Published on 18 May 2015 12:30 PM
In Northern Ireland approximately 19,000 people are living with dementia, a number projected to rise to almost 60,000 by 2051, the fastest expected rate of increase in the UK (DHSSPS 2010). It is no surprise that at the world’s first G8 dementia summit last year, David Cameron called dementia ‘one of the greatest enemies of humanity’.
When a person is living with dementia, it is important for us all to ensure that they are treated as a unique individual, with respect and dignity. It’s vital that their voice is at the centre of decision-making regarding the services they receive. Age NI care services enable those voices to be heard in our dementia day centres; in Meadowbank, our best-practice dementia residential centre; and through our innovative My Life My Way project which supports older people who are living with dementia (and their carers) to live life their way.
Age NI’s My Life My Way volunteers are matched with people living with dementia in the Belfast and Northern Trust areas. Their role is to provide that little bit of help that allows a person to regain control and confidence. Sometimes it’s just a chat, a walk or maybe it’s doing something simple like making sure that important phone numbers are easily found.
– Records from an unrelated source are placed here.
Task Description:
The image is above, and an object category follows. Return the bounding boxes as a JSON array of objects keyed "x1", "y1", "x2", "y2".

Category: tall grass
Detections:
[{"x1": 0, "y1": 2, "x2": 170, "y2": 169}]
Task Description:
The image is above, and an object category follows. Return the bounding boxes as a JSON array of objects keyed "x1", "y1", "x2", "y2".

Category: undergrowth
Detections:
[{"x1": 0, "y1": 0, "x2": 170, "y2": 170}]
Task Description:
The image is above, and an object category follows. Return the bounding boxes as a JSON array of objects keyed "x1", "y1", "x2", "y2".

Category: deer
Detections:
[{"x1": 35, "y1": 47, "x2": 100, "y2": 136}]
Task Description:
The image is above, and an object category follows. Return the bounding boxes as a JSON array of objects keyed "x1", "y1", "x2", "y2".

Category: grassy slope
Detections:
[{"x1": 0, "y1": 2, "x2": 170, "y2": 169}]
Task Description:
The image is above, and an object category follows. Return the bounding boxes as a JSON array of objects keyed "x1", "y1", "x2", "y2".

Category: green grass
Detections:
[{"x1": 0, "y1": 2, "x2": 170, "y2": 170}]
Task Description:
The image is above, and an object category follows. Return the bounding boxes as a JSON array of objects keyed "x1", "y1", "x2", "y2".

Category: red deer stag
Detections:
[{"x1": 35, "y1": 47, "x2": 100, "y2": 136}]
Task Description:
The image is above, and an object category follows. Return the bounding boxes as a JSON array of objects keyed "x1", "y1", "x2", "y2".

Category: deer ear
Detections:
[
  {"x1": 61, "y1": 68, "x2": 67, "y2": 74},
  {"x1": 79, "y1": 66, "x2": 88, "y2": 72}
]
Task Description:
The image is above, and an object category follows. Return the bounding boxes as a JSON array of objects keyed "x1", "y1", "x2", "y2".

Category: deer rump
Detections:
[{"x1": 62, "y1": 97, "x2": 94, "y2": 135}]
A small, positive change can have the most incredible impact on a person’s life and the relationships they share with others.
The Grant Study, a major study of human development in USA has found a powerful correlation between the ‘warmth of a person’s relationships and their overall health and happiness, especially in old age.’ As the number of people living with dementia grows, it is essential that we enable and encourage supportive relationships to grow and that we stay true to our values of respect and dignity in later life.